Le donne in Europa sono meno presenti nel mercato del lavoro rispetto agli uomini. Il divario di genere occupazionale è pari all’11%, con il 68,2% delle donne occupate a fronte del 79,2% degli uomini.
A livello salariale, le donne guadagnano il 16 % in meno dei colleghi uomini: una percentuale che è variata pochissimo nel corso dell’ultimo decennio.
Una delle ragioni per le quali le donne percepiscono salari più bassi è che, per riuscire a conciliare lavoro e vita familiare, in tante scelgono modalità di lavoro part-time (il 31,3% delle donne in EU vs l’8,7% degli uomini).
Molti sono inoltre gli ostacoli che impediscono alle donne di frantumare il cosiddetto soffitto di cristallo che le separa dal raggiungere posizioni gerarchicamente rilevanti nell’organigramma aziendale. In Europa, solo il 10% dei CEO di grandi aziende sono donne e anche quando si riesce ad occupare una posizione manageriale rilevante, le donne guadagnano il 23% in meno degli uomini.
Solo l’Italia, negli ultimi anni, è riuscita a raggiungere risultati migliori della media Ue. Secondo gli ultimi dati disponibili, infatti, il nostro Paese ha fatto grandi passi avanti in tema di presenza femminile nei Cda, raggiungendo il 36,3, contro la media europea che è ferma al 31%. La riluttanza a nominare donne nei consigli di amministrazione trova le sue radici negli stereotipi e nei pregiudizi di genere quando si tratta di assunzioni e promozioni. Un insieme di elementi che pregiudicano il mercato del lavoro nell’Ue contro il quale bisogna agire per invertire presto la rotta.

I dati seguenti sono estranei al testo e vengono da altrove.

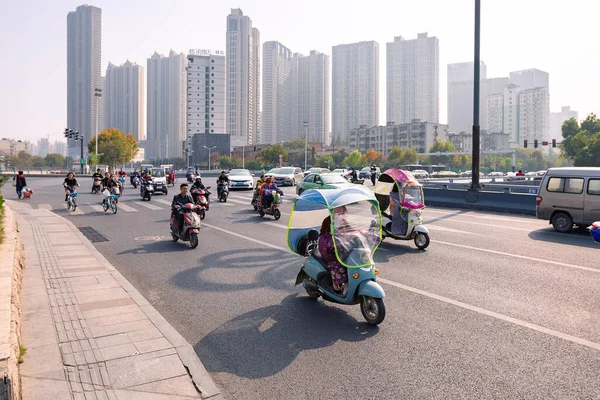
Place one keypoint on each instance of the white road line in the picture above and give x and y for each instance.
(479, 310)
(519, 256)
(506, 318)
(148, 205)
(97, 208)
(167, 202)
(126, 208)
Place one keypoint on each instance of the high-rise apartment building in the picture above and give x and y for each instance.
(534, 115)
(557, 120)
(166, 103)
(124, 99)
(243, 78)
(413, 79)
(310, 96)
(84, 51)
(355, 88)
(277, 93)
(206, 93)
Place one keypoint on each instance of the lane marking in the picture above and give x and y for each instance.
(479, 310)
(519, 256)
(502, 317)
(148, 205)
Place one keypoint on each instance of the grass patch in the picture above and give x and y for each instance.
(22, 351)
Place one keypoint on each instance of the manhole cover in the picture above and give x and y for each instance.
(93, 235)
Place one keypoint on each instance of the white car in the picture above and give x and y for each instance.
(240, 179)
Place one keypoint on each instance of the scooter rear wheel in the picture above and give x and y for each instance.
(373, 310)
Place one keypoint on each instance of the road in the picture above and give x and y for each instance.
(497, 307)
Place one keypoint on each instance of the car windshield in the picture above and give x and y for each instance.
(332, 179)
(239, 172)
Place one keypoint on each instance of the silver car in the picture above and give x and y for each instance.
(286, 175)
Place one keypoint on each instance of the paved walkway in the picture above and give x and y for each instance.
(89, 333)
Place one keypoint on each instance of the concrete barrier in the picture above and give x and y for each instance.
(507, 202)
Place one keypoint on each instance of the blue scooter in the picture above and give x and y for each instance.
(355, 229)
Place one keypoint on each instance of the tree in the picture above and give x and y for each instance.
(270, 154)
(354, 159)
(582, 143)
(55, 160)
(115, 147)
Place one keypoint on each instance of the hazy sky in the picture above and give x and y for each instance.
(561, 38)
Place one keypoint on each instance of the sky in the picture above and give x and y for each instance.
(558, 37)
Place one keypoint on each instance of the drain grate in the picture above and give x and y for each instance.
(93, 235)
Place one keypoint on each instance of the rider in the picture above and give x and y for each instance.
(69, 184)
(181, 200)
(223, 179)
(266, 192)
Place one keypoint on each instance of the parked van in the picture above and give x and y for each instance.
(569, 196)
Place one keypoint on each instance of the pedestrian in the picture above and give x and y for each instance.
(20, 183)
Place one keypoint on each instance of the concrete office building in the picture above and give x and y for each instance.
(355, 88)
(413, 79)
(310, 95)
(557, 119)
(84, 52)
(277, 93)
(124, 99)
(166, 104)
(243, 79)
(206, 93)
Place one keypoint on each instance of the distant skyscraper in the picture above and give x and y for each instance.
(243, 78)
(277, 93)
(310, 97)
(460, 95)
(413, 69)
(355, 88)
(206, 92)
(124, 102)
(166, 106)
(557, 119)
(84, 42)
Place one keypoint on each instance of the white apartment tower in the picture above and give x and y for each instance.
(534, 116)
(124, 99)
(310, 95)
(355, 88)
(277, 93)
(166, 104)
(84, 51)
(413, 79)
(243, 78)
(206, 93)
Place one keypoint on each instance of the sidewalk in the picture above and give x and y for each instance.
(89, 333)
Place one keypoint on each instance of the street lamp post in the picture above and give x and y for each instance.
(305, 143)
(209, 149)
(98, 96)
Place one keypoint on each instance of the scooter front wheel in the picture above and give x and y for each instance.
(422, 240)
(372, 309)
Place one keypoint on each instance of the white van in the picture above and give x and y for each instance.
(569, 196)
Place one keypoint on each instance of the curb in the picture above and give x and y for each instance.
(10, 283)
(188, 356)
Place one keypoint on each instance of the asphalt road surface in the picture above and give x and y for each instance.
(497, 307)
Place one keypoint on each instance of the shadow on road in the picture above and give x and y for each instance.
(578, 237)
(265, 341)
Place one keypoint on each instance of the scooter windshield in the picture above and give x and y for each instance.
(356, 232)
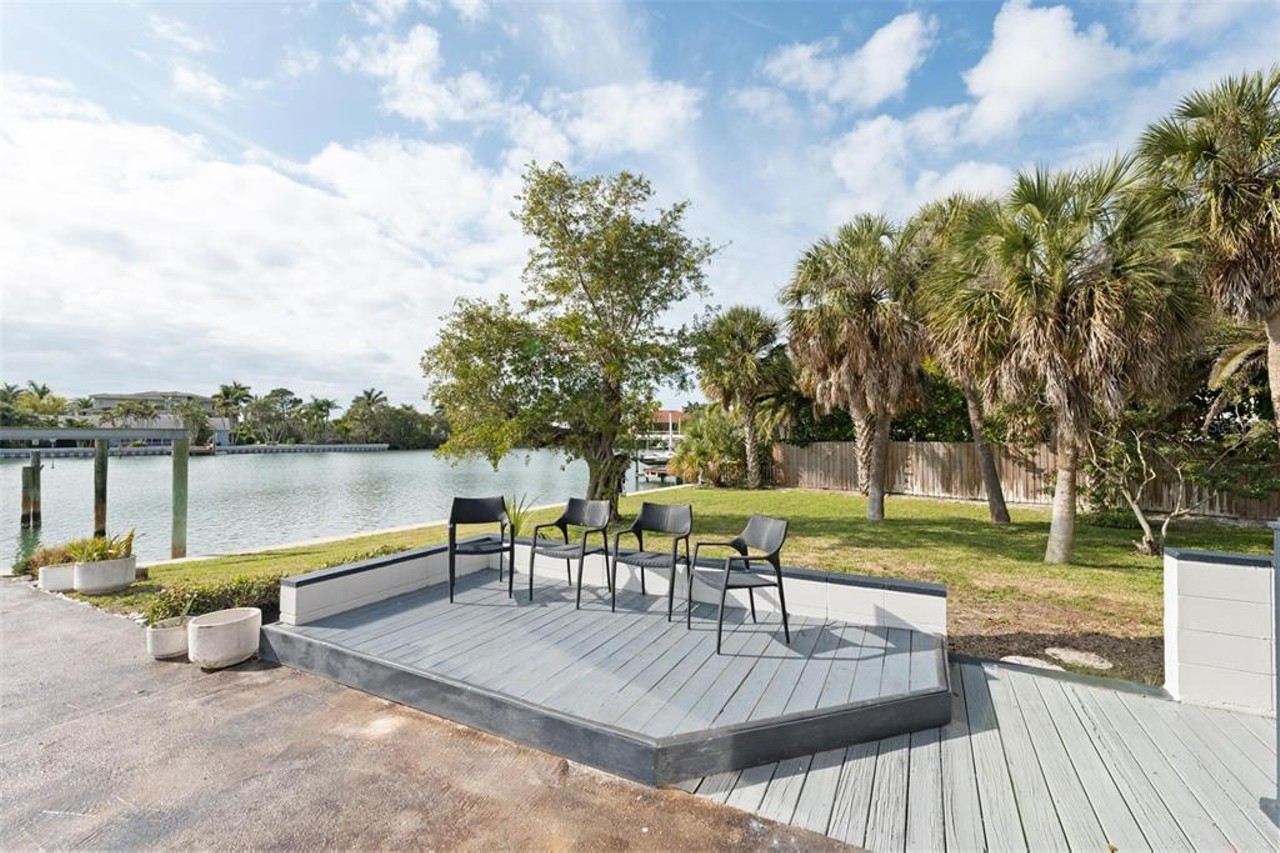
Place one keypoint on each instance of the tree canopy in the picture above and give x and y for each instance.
(579, 365)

Cosa può fare l’Europa? I dati mostrano che le donne, tra casa e impiego, lavorano in media molte più ore degli uomini, ma la maggior parte di queste non sono pagate. Questo produce conseguenze rilevanti sulle carriere personali delle donne. L’Europa può agire al fine di promuovere una più equa distribuzione dei congedi parentali, un’adeguata presenza di servizi pubblici per l’infanzia e policy aziendali che facilitino la flessibilità degli orari di lavoro. Sarebbe auspicabile, inoltre, prevedere è un sistema armonizzato di sanzioni che punisca chi viola palesemente il diritto alla parità retributiva e chi sfrutta in modo deliberato il lavoro femminile a danno della giustizia e della coesione sociale.